To Catch a Dollar
|To Catch a Dollar: Muhammad Yunus Banks on America|
|Directed by||Gayle Ferraro|
|Produced by||Gayle Ferraro
|Music by||Claudio Ragazzi|
To Catch a Dollar: Muhammad Yunus Banks on America is a 2010 documentary film directed and produced by Gayle Ferraro about the 2006 Nobel Peace Prize winner's ongoing campaign against poverty around the world. It touches on the beginnings of the original Grameen Bank in the 1970s, then focuses primarily on the beginnings of Grameen America's work in the US, especially the launch of its first programs in Queens, New York in 2008. The title of the film comes from a clip of Muhammed Yunus speaking in the film: "In a world where you need a dollar to catch a dollar, you need to have something to help the bottom people to lift themselves up."
The film focuses on the work of Shah Newaz, a long time Grameen Bank manager, and Alethia Mendez, a Grameen America Center Manager, as they undergo the process of successfully establishing the programs of Grameen America in Queens, New York.
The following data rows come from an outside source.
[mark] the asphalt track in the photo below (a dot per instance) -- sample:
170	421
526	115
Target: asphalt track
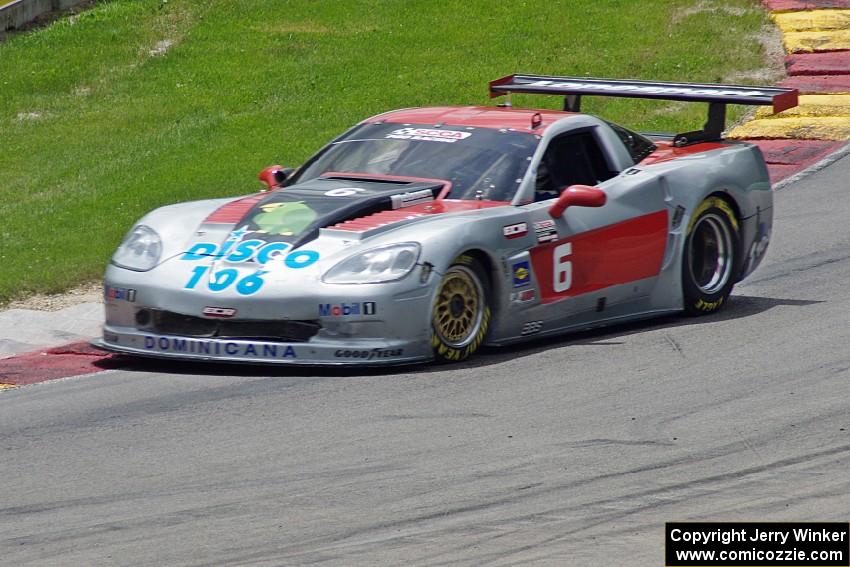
572	451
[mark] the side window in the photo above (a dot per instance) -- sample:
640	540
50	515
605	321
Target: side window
638	146
571	159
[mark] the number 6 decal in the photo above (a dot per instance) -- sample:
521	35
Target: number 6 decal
563	269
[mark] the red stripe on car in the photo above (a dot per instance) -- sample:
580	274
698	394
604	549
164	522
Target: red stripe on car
439	206
232	212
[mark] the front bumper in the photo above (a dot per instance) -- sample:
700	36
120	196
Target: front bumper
355	324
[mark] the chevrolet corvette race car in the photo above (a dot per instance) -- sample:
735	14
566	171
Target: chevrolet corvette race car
425	233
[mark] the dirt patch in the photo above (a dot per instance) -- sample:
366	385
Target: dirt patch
705	6
770	39
87	293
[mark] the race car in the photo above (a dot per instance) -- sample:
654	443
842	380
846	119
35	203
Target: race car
425	233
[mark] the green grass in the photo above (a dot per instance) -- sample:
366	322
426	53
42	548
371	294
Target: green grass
99	122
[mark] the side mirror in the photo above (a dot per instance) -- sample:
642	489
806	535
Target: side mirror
577	196
274	175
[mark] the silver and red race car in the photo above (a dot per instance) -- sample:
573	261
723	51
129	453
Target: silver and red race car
425	233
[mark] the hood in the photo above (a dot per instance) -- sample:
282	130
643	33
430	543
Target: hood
294	215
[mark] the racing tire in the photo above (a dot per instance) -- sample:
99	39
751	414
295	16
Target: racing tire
460	317
710	259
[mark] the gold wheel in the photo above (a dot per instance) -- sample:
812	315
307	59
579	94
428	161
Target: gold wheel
459	307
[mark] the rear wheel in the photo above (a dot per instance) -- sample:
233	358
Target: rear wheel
711	257
460	317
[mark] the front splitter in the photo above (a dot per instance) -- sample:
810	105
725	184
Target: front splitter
361	353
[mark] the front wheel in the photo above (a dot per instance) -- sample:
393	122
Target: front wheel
460	317
710	257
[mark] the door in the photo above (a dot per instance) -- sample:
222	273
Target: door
595	260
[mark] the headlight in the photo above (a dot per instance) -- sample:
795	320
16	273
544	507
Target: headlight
383	264
140	249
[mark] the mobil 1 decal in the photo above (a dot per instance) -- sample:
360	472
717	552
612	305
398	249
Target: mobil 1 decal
615	254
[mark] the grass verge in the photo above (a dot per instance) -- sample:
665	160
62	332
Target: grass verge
135	104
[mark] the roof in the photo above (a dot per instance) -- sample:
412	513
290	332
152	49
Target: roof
474	116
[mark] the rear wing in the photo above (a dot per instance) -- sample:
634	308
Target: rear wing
718	96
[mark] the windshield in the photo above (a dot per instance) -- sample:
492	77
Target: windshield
480	162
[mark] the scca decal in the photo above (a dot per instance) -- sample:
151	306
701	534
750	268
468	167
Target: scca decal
620	253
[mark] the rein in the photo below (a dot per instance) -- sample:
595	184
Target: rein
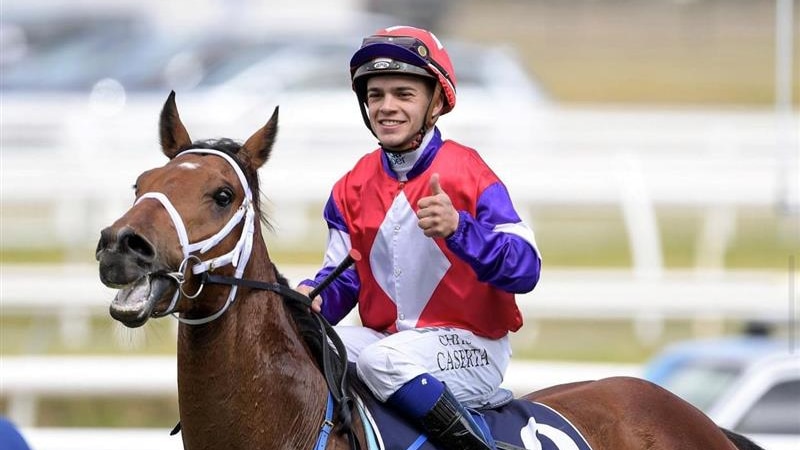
337	382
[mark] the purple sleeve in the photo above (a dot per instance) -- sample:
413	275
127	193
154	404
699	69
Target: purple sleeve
507	259
341	295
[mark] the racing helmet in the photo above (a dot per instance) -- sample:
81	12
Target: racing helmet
407	50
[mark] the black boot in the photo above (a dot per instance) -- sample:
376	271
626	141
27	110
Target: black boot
450	426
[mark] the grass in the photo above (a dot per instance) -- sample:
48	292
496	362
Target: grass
708	52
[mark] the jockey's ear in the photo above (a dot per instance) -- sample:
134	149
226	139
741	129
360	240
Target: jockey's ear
174	136
259	145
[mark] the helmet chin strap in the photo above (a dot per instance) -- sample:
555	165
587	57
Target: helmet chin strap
427	124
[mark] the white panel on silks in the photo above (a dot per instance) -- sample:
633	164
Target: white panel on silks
406	264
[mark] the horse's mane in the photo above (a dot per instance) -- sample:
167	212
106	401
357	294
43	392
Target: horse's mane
307	326
231	148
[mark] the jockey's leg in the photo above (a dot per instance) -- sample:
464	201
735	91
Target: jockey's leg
409	370
446	422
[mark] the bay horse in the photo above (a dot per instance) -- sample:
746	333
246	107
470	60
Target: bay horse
247	376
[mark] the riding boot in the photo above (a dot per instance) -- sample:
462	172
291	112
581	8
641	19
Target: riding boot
449	425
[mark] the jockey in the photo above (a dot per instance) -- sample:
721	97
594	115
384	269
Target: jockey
445	250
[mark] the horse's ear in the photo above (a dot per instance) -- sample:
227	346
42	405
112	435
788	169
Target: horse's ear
174	136
259	145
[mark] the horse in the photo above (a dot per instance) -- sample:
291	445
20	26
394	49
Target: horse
248	374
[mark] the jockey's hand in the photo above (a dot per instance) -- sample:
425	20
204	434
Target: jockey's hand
437	216
316	304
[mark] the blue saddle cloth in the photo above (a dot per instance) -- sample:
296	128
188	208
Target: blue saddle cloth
525	424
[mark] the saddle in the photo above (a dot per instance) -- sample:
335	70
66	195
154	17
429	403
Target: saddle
521	423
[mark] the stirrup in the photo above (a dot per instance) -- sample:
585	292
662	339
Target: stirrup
449	425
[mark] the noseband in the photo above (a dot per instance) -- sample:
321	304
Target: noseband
237	257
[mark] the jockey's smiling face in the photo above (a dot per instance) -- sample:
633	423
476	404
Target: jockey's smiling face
397	105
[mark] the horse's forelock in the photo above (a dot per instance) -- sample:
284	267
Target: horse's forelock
231	148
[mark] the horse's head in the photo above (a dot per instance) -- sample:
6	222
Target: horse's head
196	213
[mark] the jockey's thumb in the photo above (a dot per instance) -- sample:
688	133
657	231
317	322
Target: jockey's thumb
436	188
The film features stories of some of Grameen America's first clients, women below the poverty line working to build businesses such as a hair salon and a bakery. It shows Newez and Mendez working out of a small office and holding group meetings in people's homes, as group meetings are a core element of the Grameen Bank peer lending model.
Yunus, a former Fulbright Scholar from Bangladesh, is known for developing the concept of microcredit, the extension of small loans to entrepreneurs with no collateral to qualify for traditional bank loans. His concept of microcredit and his desire to reduce the number of people living in poverty led to the creation of Grameen Bank to support people within Bangladesh, and then the Grameen Foundation for supporting people internationally. Cofounded by Yunus, Grameen America opened in January 2008 with a mission "to help create a world free of poverty." In June 2010, Grameen America reported that it had disbursed approximately $4.3 million in loans to 2,002 borrowers and had maintained a repayment rate of 99%.